The bartender didn’t charge me for the kid cup. Even though it was a Medieval Times holographic cup, he gave it to us for free! Emma looked at him, said “thank you!” without me even having to prompt her, and just beamed. As we walked away, she said, “I thought you said nothing was free in Dallas?”
I said, “Sometimes it’s good to be wrong. He was giving you a present.”
They called us to our seats and introduced the knights. We were rooting for the Blue Knight. We waved our little banners and shouted our cheers (whilst wearing our crowns, of course). The Blue Knight had three carnations that he tossed to three ladies in the audience; Emma was one of those select three. He tossed her the flower, bowed, and winked at her.
What is it about my child?
The Blue Knight
He didn’t hear her “thank you”, so the next time he rode by she stood up and shouted it. He smiled and bowed again. She was so pleased that he heard her. She said, “I just really wanted him to know I love my flower!”
After the show, we drove to the hotel and checked in. Emma thinks hotels are very exciting, but on our many trips to the ear specialist I learned that she needs her own bed. Not only does she talk in her sleep, but she also kicks like a Rockette. She rhapsodized about the squishiness of the pillows, the coffee maker (not that she drinks coffee), the tiny shampoo bottles, and the fact that we had an ice bucket and could get as much ice as we wanted. I love going to hotels with her. She makes me appreciate them so much more.
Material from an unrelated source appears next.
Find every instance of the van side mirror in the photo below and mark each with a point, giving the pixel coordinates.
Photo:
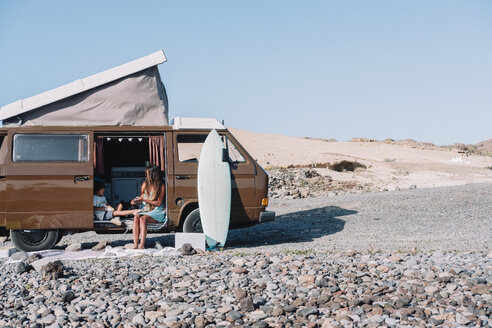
(225, 155)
The next morning, we woke up slowly and hung out in the hotel room until the go-to-work traffic in downtown Dallas died down a little bit. We got everything packed up and finally left about 8:45. To cap off our Grand Dallas Adventure, we stopped – where else? – at Denny’s on Beltline Rd. for breakfast. This has become our tradition every time we come to Dallas, and for this trip it was the cherry on top.
Our Dallas trip wouldn't be complete without a stop at Denny's!
As we sat and waited for our food to be delivered, Emma leaned into me, hugged me hard, and said, “Thank you for inviting me on our adventure. It was the best!”
The appreciation, the thank-yous, the genuine joy in each moment: these are all what made the adventure so great. I had the greatest companion for my adventure. I’ll remember this time just the two of us were able to spend together. I’ll remember the sparkles in her eyes when she saw the horses, the smile when the knight tossed her the flower, the giggles when she saw the sloth, and the warmth of the hugs she spontaneously gave me.